Wally doesn’t follow immediately behind her. Instead, he stands in the doorway for a spell, staring at you with something of a dumb grin. Maybe the first impression you formed of him was the right one. You understand that people will make assumptions about you based on your figure, but whatever Wally is reading into it is far from any message you are trying to send. For the first time in a long time, you can sympathize with Sam’s need to run interference when he can.
For a minute, it seems like Wally might say something, but before he can, Cynthia calls, “Wally, come on!” It hurts to hear her hit that same note of desperation, and to see the way he turns his eyes away from you toward the bedroom before he waves his good-night and disappears, but at least it is over and, finally, you can be alone. Sort of.
After the door is closed and the mattress springs begin to groan, you stretch out on the couch and attempt to ignore the sounds of their efforts by flipping through the stack of magazines on the coffee table. They’re mostly Wally’s magazines: Motor Trend, Hot Rod, Popular Mechanics, Sports Illustrated. Nothing you care to read. You should call Sam soon, but you won’t tonight. What you really need is sleep. That is the only way to put an end to this day, to keep your mind from drifting in unpleasant directions, like whether a certain other couple is enjoying marital relations this evening.

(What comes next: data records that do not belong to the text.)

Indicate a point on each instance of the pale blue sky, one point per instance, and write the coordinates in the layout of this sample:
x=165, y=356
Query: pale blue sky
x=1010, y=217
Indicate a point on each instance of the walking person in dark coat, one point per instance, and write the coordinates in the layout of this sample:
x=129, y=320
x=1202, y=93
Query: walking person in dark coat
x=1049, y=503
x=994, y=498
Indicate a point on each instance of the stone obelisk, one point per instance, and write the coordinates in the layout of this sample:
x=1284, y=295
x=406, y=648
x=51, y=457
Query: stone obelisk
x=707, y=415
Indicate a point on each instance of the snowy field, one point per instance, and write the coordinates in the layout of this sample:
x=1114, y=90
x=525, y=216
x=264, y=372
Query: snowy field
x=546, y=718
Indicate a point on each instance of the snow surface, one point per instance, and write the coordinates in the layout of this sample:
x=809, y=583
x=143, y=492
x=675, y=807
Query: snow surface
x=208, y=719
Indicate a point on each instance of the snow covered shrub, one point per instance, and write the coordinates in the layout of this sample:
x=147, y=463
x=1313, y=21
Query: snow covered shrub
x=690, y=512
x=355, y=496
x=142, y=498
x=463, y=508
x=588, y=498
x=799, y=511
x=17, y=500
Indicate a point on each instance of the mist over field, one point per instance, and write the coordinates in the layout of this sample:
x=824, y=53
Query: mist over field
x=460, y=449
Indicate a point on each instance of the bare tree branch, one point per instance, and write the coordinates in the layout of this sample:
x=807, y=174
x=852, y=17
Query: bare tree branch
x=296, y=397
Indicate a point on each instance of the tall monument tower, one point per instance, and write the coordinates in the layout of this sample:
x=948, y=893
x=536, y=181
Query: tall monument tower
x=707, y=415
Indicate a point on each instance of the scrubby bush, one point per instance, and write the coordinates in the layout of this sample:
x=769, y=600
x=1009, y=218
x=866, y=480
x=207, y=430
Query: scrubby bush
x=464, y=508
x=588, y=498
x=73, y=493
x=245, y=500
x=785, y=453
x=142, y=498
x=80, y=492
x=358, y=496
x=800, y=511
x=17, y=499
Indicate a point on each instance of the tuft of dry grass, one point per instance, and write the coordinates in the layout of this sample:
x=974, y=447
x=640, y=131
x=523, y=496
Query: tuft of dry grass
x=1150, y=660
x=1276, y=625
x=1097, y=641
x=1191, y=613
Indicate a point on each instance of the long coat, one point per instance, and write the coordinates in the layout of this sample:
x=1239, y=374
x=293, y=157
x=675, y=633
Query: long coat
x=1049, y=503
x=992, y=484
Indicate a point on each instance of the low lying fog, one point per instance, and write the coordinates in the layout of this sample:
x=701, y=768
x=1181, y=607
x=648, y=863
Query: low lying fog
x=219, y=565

Soon the cries of an infant summon you to duty. Harold. For all of my life, I have tried to love that little turnip. I have done auntly things. When he came to vis
it in the summer, I filled the pantry with indulgent snacks—MoonPies, Slim Jims, pork rinds, cheese curls, Coca-Cola in glass bottles, and, to go with the Cokes, bags of Tom’s peanuts—and let him eat to his heart’s content. The rest of the year, I sent cards on birthdays and holidays with crisp bills tucked inside; little outfits and various sports paraphernalia; posters, albums, and other memorabilia autographed by rockabilly and country-western stars. And I do love Harold. Perhaps it has not been in the natural, innate way that Franz did, but over time, I found my own way. This is all anyone can ask of family: that they try their damnedest to act like one. And that’s exactly what you do when you lift Harold out of his bassinet, hold him against you—one hand on his back, the other under his bulky bottom—walk him over to the radio, and turn it on: not so loud as to disturb anyone, but loud enough to dull the sounds coming from the bedroom, loud enough to soothe the crying infant. That’s what you’re doing when you hold his head against your chest and let out a long, low shhhhhhhhhh; when you begin to sway, the way your father did with him earlier, the way he surely must have done with you once upon a time. That’s what you’re doing when you tuck your resentment away, stroke his head while his cries subside, turning into little hiccups, and whisper, “There, there. There, there.”
TWENTY-ONE
The following afternoon, after taking the morning train to DC and checking into your hotel room, you gear up in ring attire, wrap your coat around yourself as tightly as possible, and take the elevator to the lobby, where a legion of platinum-haired ladies in trench coats is waiting for you. In another one of his half-inspired, half-cockamamie stunts, Sal Costantini asked Vicky Darnell to assemble all the local Gorgeous Girls for a photograph he can use to publicize tomorrow’s big event: your grudge match with Screaming Mimi Hollander.